SUBNET_ID=$(aws ec2 create-subnet --cidr-block $CIDR --vpc-id $VPCID --outpost-arn $OUTPOST_ARN --availability-zone $OUTPOST_AZ --region $REGION --query 'Subnet.SubnetId' --output text) 

aws ec2 create-tags --resources $SUBNET_ID --tags Key=kubernetes.io/cluster/${EKS_CLUSTER_NAME},Value=shared Key=Name,Value=${EKS_CLUSTER_NAME}/SubnetPrivateOutpost Key=kubernetes.io/role/elb,Value=1 --region $REGION 

Step 5: Associate a new route table with the Outpost Subnet

Once the subnet has been created on the Outpost, it by default inherits the main route table. As a best practice, we should create our worker nodes in the private subnet.

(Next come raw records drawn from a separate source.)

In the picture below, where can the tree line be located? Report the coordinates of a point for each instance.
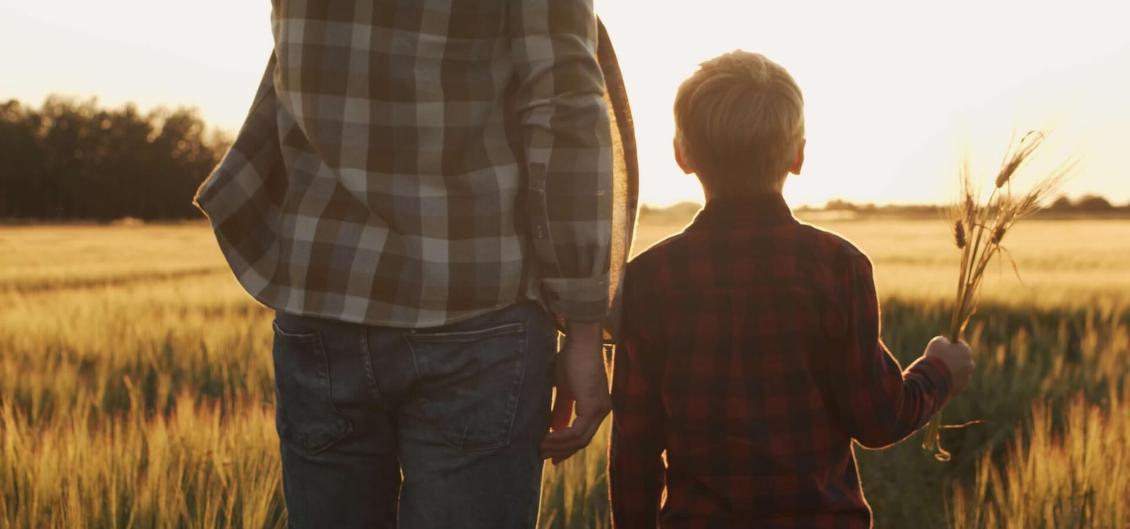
(75, 159)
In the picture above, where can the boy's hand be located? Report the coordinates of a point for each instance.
(581, 379)
(957, 357)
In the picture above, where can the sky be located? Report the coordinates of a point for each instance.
(897, 94)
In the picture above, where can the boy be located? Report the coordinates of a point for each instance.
(750, 348)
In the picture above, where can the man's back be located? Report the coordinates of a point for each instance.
(750, 355)
(394, 166)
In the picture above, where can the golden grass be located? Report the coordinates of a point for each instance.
(136, 396)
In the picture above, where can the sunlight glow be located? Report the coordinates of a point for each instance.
(895, 92)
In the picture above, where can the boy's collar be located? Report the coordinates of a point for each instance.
(761, 209)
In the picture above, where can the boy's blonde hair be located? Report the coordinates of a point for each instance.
(740, 121)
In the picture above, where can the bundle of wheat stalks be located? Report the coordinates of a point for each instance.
(979, 231)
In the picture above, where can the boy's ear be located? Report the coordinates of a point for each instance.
(681, 158)
(799, 162)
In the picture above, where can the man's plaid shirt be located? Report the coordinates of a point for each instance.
(750, 354)
(411, 164)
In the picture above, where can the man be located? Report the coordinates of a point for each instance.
(423, 191)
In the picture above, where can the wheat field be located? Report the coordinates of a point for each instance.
(136, 387)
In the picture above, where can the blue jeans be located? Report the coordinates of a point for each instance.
(429, 428)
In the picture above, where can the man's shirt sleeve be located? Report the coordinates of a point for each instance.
(635, 468)
(877, 401)
(567, 152)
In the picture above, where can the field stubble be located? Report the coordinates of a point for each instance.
(136, 387)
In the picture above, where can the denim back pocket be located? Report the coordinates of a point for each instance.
(470, 383)
(305, 414)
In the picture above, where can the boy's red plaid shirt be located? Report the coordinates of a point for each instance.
(750, 354)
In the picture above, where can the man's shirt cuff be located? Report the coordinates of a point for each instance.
(576, 298)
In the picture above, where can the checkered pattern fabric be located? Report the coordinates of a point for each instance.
(750, 354)
(413, 164)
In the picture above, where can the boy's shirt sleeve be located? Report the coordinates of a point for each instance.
(635, 457)
(876, 400)
(567, 152)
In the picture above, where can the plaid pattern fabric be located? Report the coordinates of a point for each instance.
(750, 354)
(413, 164)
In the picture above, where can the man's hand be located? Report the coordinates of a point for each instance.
(957, 357)
(581, 381)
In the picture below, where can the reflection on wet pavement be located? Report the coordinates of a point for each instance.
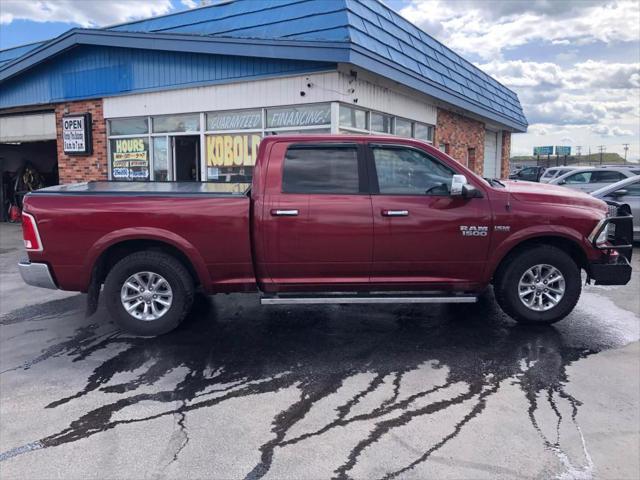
(357, 364)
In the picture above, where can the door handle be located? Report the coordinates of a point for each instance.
(395, 213)
(285, 213)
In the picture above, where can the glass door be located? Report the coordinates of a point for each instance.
(162, 160)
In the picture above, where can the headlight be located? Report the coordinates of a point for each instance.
(599, 234)
(604, 236)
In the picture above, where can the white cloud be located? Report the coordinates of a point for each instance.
(82, 12)
(605, 131)
(476, 27)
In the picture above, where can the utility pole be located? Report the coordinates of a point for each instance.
(602, 149)
(626, 149)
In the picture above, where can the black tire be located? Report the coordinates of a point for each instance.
(508, 276)
(172, 270)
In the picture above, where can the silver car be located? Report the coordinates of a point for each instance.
(554, 172)
(627, 192)
(589, 179)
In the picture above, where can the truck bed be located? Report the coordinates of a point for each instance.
(207, 222)
(147, 188)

So, we would be updating the route table association of the Outpost subnet to use one of the private subnets’ route table created by eksctl.

NAT_GW_ID=$(aws cloudformation describe-stack-resource --stack-name eksctl-${EKS_CLUSTER_NAME}-cluster --logical-resource-id NATGateway --output text --query 'StackResourceDetail.PhysicalResourceId' --region $REGION)

ROUTE_TABLE_ID=$(aws ec2 create-route-table --vpc-id $VPCID --query 'RouteTable.RouteTableId' --output text --region $REGION)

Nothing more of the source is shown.